These skewed priorities allowed the county to pay an inflated price for the vacant land, help deplete an impact fee account that could have been used for more pressing needs, and earned a $30,000 commission for politically influential Realtor Gary Schraut.

It's a dubious deal defended by commissioners as a bargain that will avoid the potential for pricier land-buying in the future. Certainly, nobody wants a repeat of the Elgin Boulevard widening that wrapped up in 2012 when poor planning forced the county to pay unexpected and exorbitant right-of-way costs to acquire or move 30 homes from the construction route. But this land deal lacks accountability and is an affront to good government.

Done in a mostly clandestine manner without prior approval from commissioners, it allowed the county staff and the private sector to set public road-building priorities. And it turns the county into a real estate speculator hoping to recoup part of the investment by selling excess land not required for road construction.

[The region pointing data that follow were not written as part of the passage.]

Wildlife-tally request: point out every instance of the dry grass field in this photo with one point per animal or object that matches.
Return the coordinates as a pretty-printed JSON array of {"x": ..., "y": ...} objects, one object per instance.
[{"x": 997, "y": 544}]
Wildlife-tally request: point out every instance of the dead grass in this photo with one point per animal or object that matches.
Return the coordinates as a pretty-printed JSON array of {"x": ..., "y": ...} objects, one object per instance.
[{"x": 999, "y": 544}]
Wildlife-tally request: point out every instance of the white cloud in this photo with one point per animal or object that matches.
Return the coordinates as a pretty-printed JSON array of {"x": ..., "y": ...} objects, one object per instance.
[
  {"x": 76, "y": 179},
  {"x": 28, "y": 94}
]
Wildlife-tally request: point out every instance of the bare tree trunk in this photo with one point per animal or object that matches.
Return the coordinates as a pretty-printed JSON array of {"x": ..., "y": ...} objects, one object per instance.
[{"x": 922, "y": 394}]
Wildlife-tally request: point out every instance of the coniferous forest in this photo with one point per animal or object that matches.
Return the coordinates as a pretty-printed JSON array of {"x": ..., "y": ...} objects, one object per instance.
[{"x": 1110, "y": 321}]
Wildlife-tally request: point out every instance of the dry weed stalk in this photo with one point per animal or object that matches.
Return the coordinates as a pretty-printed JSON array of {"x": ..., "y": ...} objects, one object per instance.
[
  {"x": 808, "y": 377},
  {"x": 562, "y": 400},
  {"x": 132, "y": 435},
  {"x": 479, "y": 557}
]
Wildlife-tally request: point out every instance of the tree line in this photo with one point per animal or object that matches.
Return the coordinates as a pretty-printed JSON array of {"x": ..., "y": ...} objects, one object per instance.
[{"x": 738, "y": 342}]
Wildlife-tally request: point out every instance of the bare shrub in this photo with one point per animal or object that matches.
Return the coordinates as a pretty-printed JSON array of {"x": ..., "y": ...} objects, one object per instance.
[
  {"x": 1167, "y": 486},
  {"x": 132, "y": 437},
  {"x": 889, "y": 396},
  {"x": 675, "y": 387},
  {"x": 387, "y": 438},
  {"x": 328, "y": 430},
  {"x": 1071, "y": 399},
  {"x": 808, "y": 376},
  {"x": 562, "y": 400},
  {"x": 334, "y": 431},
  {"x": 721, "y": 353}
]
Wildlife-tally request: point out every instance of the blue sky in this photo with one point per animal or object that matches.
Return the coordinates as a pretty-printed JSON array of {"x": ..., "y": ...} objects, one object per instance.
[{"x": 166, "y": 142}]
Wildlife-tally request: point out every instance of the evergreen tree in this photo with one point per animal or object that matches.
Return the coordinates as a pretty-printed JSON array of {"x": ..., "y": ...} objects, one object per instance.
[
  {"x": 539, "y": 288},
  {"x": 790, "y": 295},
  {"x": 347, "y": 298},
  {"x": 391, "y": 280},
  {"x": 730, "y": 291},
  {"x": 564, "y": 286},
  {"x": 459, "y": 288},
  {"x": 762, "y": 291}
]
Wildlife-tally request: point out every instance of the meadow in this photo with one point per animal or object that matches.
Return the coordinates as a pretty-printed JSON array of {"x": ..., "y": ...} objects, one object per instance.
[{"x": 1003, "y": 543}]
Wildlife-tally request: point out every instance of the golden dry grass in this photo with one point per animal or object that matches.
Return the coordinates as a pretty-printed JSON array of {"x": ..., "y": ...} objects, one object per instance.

Anybody stuck with unwanted and overpriced property in the past six years knows the danger of that strategy.

Here's how this came about: Commissioners, with only Diane Rowden dissenting, blessed a transaction last week in which the county will spend $1 million for 4 acres on the north side of State Road 50 for the northward extension of California Street - a route that doesn't show up on the county's road-building map until 2035. Commissioners eagerly acquiesced even though outside appraisals valued the land at a maximum of $865,000.

Meanwhile, the county lacks construction money to fix one of its most dangerous intersections - Mariner Boulevard at SR 50, the scene of 50 traffic accidents in a three-year period ending in 2011. That ranked the congested spot as the second most dangerous intersection in the county.

Rowden called it a "death trap,'' and the county's own transportation plans show it is a problematic area complicated by traffic circulating among shopping centers north and south of the intersection. A $5 million improvement plan is being designed, but the county lacks money for construction.

The county has even less now. The $1 million land buy is being financed with the same pool of transportation impact fees that could have been used for the Mariner Boulevard improvements. Don't expect the pot to be replenished any time soon. Commissioners have waived collection of transportation impact fees - one-time assessments on new construction to account for added traffic demands - until August 2014, at which point a greatly discounted fee, less than half of what a consultant recommended, will go into effect.

A commission majority of David Russell, Wayne Dukes, Jim Adkins and Nick Nicholson wrongly pat themselves on the back for astute long-range transportation planning. They would better serve the public if they fixed a dangerous intersection instead of planning yet another northern route to Citrus County.

And if they truly wanted to demonstrate a transportation vision, they'd be making sure those impact fees were replaced at an accelerated pace.